Jacques Derrida hat seinerseits ein Buch mit dem Titel Résistances veröffentlicht. Darin enthalten sind drei Aufsätze über die Psychoanalyse, die mit einem sehr französischen Geständnis beginnen: „Seit jeher liebe ich dieses Wort, Widerstand.“ Und er fragt sich, ohne eine klare Antwort zu wagen: „Warum habe ich stets vom Widerstand geträumt?“
Freilich hat das Wort Widerstand im Stamm der Psychoanalytiker eine eher negative Konnotation: Das narzißtische Ich leistet Widerstand gegen die unbewußten Wahrheiten, die in der Analyse zur Oberfläche gelangen. Die beschränkte Vernunft (ragione) leistet Widerstand gegen die unerwünschten Gründe (ragioni) des Herzens. Doch die französische Doppelliebe für Freud und für den maquis gegen die Okkupation hat – nicht nur bei Lyotard und Derrida – eine wundersame Gemeinschaft bewirkt: Der freudsche Widerstand wurde wie der Widerstand gegen den Faschismus zu einer guten Sache, ja sogar zu einer großen Pflicht der Intellektuellen am Ende des Millenniums. In einem Lied von France Gall, das in Frankreich jeder kennt, heißt es: „Résistes! Montres que tu existes / Refuses ce monde égoiste …“

Eine französische Rockband, deren Plakate vor Jahren an den Mauern von Paris zu sehen waren, hieß Résistances. Bedeutende französische Zeitschriften stellen ganze Ausgaben unter das Thema „résister“.Auch in internationalen Debatten und Foren kann man sich darauf verlassen, daß früher oder später der französische Intellektuelle – und damit auch der in dessen Strahlungsbereich befindliche frankophone Intellektuelle – etwas wie „Il faut résister…“ sagen wird. Widerstand leisten – aber wogegen? Wer sind die nationalsozialistischen Besatzer von heute?

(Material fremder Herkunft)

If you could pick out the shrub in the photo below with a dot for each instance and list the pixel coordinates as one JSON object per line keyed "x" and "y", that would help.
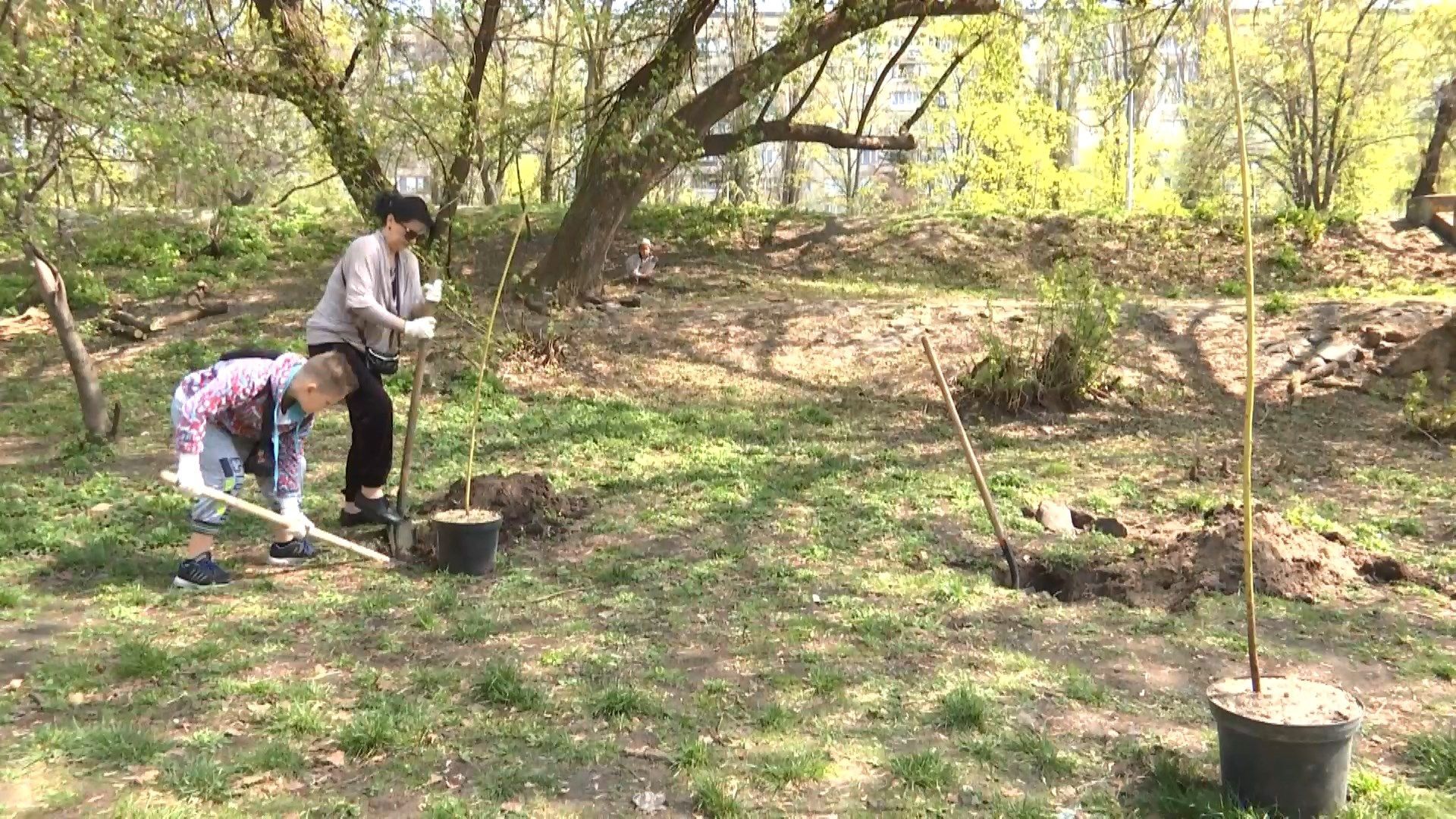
{"x": 1288, "y": 259}
{"x": 1427, "y": 413}
{"x": 1060, "y": 357}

Für einen französischen Intellektuellen gilt es, gegen verschiedene Dinge Widerstand zu leisten: gegen die mondialisation (ein französisches Wort, mit dem gegen das englische globalization Widerstand geleistet wird), gegen die Übermacht der Medien und Hollywoods, gegen den libérisme, die angloamerikanische Version des Liberalismus, gegen die Massenkultur, gegen Bush und Blair und gegen den „dritten Weg“, gegen die kognitive Wissenschaft und gegen den Szientismus und so weiter. Kurzum, Widerstand muß gegen das Voranschreiten der Amerikanisierung in all ihren Formen geleistet werden, sei sie nun anspruchsvoll (moderne Wissenschaft, Chomsky, Microsoft) oder primitiv (Walt Disney, Harry Potter, McDonalds, Disneyland). Paris bietet sich als globale Festung in diesem verbissenen, verzweifelten Widerstandskampf gegen „McWorld“ (McLuhan, McDonald, McIntosh) an.

Wenn man die globalen Verhältnisse stark vereinfachte, dann wäre der Westen in zwei Hälften gespalten. Die eine Seite wäre der „David“ Frankreich, der bestrebt ist, die UNO zur Schöpferin der neuen Weltordnung zu machen, und der den Dekonstruktivismus, die Psychoanalyse, die elitäre Kunst, leere Raffinesse, den historischen Relativismus, die Kritik der Moderne und das Primat der Philosophie pflegt. Auf der anderen Seite der „Goliath“ USA, welcher der Welt eine neue Ordnung ebenso aufzwingen will wie die philosophy of mind und die analytic philosophy, die Massenkunst, das allgemein Gefällige, den wissenschaftlichen und demokratischen Universalismus, die Exaltierung der Moderne und das Primat von Wissenschaft und Technik. Goliath herrscht über die Kontinente, David – „die französische Partei“ – leistet Widerstand.